Stickmen struggled through its first winter, when foot traffic slowed and the restaurant, which did up to $15,000 a day in business during the summer, was lucky to bring in $600 some days. Some weeks Turner had to ask employees to wait to cash their paychecks.
But the beer was good enough to get noticed around town, and it eventually won its way into some of the city’s hottest spots for beer nerds. Stickmen hired a distributor and a full-time brewer. Next year, it’s on track to produce 1,000 barrels of beer, largely IPA; this year should be the first it clears a profit.

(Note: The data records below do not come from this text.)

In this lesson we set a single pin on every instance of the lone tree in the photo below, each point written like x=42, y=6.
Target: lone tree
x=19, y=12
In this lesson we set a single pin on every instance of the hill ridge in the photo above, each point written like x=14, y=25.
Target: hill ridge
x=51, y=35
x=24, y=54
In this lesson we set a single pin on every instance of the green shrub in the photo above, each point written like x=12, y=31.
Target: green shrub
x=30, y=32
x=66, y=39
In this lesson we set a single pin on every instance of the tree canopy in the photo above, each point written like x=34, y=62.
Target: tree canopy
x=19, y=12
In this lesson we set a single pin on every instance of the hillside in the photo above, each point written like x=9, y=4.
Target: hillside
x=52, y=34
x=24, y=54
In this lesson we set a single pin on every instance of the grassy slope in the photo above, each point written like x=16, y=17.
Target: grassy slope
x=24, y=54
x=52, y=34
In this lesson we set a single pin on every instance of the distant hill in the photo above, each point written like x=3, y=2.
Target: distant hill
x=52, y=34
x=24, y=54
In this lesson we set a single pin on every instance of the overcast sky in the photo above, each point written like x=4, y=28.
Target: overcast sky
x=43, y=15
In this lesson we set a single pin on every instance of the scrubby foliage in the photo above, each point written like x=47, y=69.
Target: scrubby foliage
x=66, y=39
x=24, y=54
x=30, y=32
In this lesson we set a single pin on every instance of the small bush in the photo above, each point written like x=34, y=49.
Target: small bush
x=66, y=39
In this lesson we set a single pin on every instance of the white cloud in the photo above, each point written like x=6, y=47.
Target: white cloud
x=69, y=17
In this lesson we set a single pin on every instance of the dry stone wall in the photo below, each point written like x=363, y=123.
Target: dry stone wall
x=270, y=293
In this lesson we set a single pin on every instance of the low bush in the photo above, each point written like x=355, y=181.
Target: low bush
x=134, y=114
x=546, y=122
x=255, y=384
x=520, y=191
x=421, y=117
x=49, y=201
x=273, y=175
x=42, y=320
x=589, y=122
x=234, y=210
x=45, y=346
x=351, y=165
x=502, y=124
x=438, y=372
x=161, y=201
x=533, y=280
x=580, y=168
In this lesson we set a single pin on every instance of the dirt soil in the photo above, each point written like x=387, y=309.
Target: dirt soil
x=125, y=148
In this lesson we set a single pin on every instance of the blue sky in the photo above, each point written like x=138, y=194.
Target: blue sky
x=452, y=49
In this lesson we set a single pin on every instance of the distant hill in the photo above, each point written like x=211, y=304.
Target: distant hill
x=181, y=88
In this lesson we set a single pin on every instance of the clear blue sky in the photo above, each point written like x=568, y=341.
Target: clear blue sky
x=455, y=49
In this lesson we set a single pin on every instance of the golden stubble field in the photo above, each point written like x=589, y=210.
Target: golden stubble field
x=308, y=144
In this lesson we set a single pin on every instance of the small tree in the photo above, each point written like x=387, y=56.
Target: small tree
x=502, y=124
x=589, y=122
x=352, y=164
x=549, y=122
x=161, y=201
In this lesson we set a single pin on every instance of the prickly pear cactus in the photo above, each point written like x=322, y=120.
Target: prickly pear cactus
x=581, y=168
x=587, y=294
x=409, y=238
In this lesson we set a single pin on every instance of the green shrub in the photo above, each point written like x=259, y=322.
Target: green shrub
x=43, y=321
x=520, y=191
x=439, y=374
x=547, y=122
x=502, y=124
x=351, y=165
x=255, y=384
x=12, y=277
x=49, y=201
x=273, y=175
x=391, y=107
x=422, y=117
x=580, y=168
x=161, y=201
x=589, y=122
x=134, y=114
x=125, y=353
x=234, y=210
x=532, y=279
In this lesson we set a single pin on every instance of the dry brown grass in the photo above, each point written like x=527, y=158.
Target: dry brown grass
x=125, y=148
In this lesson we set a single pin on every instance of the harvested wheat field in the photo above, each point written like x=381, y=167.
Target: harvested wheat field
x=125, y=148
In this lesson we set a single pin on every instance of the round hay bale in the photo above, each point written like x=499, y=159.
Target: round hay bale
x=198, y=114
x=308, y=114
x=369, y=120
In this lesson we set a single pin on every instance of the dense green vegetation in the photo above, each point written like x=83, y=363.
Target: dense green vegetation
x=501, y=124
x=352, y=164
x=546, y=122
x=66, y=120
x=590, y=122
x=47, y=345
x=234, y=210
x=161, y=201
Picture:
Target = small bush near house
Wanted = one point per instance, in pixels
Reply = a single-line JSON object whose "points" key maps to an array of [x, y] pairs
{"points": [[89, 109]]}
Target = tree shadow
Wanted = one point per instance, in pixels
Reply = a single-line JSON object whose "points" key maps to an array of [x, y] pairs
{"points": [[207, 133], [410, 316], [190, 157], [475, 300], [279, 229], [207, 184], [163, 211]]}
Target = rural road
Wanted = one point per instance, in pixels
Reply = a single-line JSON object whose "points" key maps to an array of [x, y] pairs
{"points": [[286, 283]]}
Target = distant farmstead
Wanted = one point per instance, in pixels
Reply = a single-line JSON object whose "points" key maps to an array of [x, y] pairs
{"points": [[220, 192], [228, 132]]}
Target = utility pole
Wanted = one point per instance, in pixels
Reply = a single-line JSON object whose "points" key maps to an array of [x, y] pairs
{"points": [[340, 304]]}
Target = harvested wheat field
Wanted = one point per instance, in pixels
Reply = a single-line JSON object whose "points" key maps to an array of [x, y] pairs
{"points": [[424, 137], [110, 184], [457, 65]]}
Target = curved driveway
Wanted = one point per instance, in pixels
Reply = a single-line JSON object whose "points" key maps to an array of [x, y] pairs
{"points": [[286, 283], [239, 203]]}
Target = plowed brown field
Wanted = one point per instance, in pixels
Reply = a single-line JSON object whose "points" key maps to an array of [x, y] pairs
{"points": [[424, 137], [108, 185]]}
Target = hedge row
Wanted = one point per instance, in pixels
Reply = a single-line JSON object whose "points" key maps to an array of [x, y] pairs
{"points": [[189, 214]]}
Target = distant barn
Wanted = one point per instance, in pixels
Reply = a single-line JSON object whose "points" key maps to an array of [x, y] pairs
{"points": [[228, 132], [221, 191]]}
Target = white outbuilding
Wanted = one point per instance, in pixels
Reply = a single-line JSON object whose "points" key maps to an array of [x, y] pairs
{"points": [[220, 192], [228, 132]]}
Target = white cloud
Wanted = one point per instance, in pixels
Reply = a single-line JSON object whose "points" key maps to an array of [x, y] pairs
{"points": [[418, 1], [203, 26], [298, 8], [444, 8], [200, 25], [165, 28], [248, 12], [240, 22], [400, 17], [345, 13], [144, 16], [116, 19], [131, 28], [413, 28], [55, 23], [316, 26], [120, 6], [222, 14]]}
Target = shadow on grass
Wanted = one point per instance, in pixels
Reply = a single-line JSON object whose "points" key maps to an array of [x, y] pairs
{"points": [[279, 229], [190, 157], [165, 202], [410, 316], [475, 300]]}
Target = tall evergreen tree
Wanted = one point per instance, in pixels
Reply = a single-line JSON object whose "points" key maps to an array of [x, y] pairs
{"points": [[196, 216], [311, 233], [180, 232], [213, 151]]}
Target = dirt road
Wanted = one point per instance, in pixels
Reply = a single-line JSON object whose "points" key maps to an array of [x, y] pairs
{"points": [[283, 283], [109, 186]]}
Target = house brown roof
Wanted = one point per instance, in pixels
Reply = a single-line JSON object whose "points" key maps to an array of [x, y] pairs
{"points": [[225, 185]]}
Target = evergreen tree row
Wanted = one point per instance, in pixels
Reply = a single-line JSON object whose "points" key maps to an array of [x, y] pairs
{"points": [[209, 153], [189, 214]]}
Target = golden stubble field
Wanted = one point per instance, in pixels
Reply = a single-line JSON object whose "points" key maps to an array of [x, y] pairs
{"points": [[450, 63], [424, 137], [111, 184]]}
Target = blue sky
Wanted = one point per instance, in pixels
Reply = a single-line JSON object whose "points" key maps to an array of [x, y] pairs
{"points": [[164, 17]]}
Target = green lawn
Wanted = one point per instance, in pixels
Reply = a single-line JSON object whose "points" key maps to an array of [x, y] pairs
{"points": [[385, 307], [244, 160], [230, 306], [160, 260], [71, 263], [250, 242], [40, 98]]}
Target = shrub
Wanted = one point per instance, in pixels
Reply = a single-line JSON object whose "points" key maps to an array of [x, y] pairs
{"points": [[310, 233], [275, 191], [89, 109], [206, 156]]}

Turner says government regulations of his brewery are minimal and that other small producers help one another out — all advantages in a start-up culture. “It’s not like we’re competing with each other,” he said, “as much as we’re competing with the big guys.”
Some beer bloggers, though, have begun to worry that lax government oversight could endanger start-up brewers, whom the large players are targeting on multiple fronts. AB InBev has bought a string of craft brewers across the country, including one called 10 Barrel in Oregon.
It’s also buying beer distributors, a move that could eventually choke off smaller brewers’ ability to grow by shipping to cities just beginning to warm to microbrews. So far, according to published reports, only California officials are investigating potential anti-competitive implications of those purchases.
In the early days of Oregon’s legal marijuana industry, state officials are already taking steps to keep any big guys out of the game. They have proposed limits on the size of growing operations, along with mandating that they be majority-owned by Oregon residents — a move widely expected to limit outside investment in the industry. They’ve also approved annual licensing fees, from $4,000 to $6,000, for growers and retail vendors.
Many of the rules won’t be final until next year, but the uncertainty hasn’t stopped hundreds of cannabis entrepreneurs from setting up storefronts around the state. Portland-area billboards are plastered with ads for dispensaries whose names run heavily toward puns. (A few of the pun-ier ones in the area: La Cannaisseur, Yer Best Bud and The New Amsterdam.)
Some of the industry’s more established players — veterans of the state’s smaller medical-marijuana trade, which has been legal for nearly two decades — warn that the mom-and-pop newcomers will struggle to survive once the market matures, and they say state regulators will inevitably loosen size and ownership restrictions.
“You’re going to see some consolidation, and you’re going to see the small players either get out of the market or learn to operate at a higher level,” said Shane McKee, the co-founder of Shango, which runs four commercial growing operations and three dispensaries in the state.
Shango employs 47 people in Oregon, McKee said. Seven of them work on licensing and compliance: “The barriers are pretty high to do it right. You start looking at regulations, you look at legal fees, you look at licensing — they’re pretty intense.”
In that way, the pot industry’s approach to start-up cultivation is the opposite of the beer industry — higher barriers to entry, coupled with strict regulations. And yet, some cannabis entrepreneurs think they can copy a (quintessentially Portland) secret of microbrewers’ success: artisanal differentiation.
In Oregon, said William Simpson, the president and founder of Chalice Farms, which operates four dispensaries that are decked out like Pinot Noir tasting rooms, “People didn’t understand there could be so many varieties of beer, cannabis or wine.”
“There is a market for your large corporate product as well,” he said, “but I don’t think it’s going to be that big in the Northwest.”
In other words, consumers don’t want a Miller High Life of marijuana. They want the equivalent of a fresh-hop IPA.